From the standpoint of future relationship between employers and the creative people they want to have working for them, there would seem to be a number of paradoxes deriving from the fact that so much is--or at least could be--known about us. On the one hand, Google's interest in hiring young people who've held leadership positions in clubs or wacky activities of some sort could lead them to track the performance of children in elementary school. Imagine how thrilling it would be to any sixteen year old to be contacted by a Google after placing 2d in a local high school debating society tournament or putting up a new mix of spoems: "Hey, we are checking out how hugely technocratic you are!" On the other hand, imagine how a teenager like
16-year-old Robert Santangelo feels about the RIAA (Recording Industry Association of America) suing his mom for his allegedly illegal file sharing. I bet that was a surprise, and not a happy one. I don't think Robert will be applying for an entry level position with Sony anytime soon, but I could be wrong. Who knows; maybe they'll come to appreciate his initiative and offer him an executive slot someday.

Here's my hypothesis: The companies that use the openness of the digital era against people will, ultimately, lose share in the competition for energetic self-starters to those who use it to demonstrate that they care about the people they understand through PsychoDemographics.
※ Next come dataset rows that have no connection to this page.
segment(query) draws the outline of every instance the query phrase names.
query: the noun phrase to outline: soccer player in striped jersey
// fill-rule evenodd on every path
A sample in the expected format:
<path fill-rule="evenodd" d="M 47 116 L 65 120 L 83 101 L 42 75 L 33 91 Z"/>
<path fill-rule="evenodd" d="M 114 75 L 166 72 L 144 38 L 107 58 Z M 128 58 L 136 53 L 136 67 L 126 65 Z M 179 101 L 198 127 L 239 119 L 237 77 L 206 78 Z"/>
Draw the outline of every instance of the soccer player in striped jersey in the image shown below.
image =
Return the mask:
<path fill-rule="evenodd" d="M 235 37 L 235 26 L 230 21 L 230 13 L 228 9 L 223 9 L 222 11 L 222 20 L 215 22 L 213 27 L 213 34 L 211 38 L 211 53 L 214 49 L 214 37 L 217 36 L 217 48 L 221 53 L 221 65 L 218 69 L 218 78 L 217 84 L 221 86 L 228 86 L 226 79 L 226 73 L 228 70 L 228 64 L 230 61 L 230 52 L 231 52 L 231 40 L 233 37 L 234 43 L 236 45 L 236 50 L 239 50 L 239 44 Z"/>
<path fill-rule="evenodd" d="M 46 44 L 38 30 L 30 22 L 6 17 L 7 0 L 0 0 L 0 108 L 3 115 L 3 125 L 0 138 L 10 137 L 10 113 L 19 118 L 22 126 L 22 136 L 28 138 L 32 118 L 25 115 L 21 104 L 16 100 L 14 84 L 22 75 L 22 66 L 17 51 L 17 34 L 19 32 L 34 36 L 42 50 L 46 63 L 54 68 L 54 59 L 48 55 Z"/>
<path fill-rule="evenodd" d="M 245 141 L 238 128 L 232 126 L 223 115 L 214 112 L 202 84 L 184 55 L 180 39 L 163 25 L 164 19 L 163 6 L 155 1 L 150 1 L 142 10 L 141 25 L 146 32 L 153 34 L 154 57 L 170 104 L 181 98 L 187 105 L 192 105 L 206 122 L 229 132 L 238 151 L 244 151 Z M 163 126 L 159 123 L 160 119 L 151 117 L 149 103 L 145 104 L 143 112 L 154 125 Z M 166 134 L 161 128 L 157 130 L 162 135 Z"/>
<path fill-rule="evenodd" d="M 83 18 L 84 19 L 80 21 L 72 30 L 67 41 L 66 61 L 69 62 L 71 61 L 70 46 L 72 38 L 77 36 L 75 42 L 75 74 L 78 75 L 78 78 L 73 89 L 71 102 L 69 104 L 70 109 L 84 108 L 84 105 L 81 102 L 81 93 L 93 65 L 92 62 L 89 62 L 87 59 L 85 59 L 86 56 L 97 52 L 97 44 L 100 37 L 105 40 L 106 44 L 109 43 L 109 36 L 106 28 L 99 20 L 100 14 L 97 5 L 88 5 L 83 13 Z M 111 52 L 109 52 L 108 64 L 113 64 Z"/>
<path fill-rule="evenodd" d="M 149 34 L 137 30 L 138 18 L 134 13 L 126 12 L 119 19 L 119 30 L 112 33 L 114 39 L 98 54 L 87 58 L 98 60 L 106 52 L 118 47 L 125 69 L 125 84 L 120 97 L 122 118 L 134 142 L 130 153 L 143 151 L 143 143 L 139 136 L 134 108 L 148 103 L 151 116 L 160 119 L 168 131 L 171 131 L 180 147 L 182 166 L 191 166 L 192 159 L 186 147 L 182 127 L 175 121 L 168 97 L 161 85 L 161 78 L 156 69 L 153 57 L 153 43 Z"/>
The Palisades Medical Center will pay a very high price for having abused the privacy of George Clooney and turning his records over to the celebrity-obsessed media.
Top talent won't go for that organization culture. But, companies like Apple that use available data to find people who love to be part of great teams will be big winners in a future where growing the zone of personal trust and intimacy within an organization will be an antidote to the loss of privacy in the public sphere.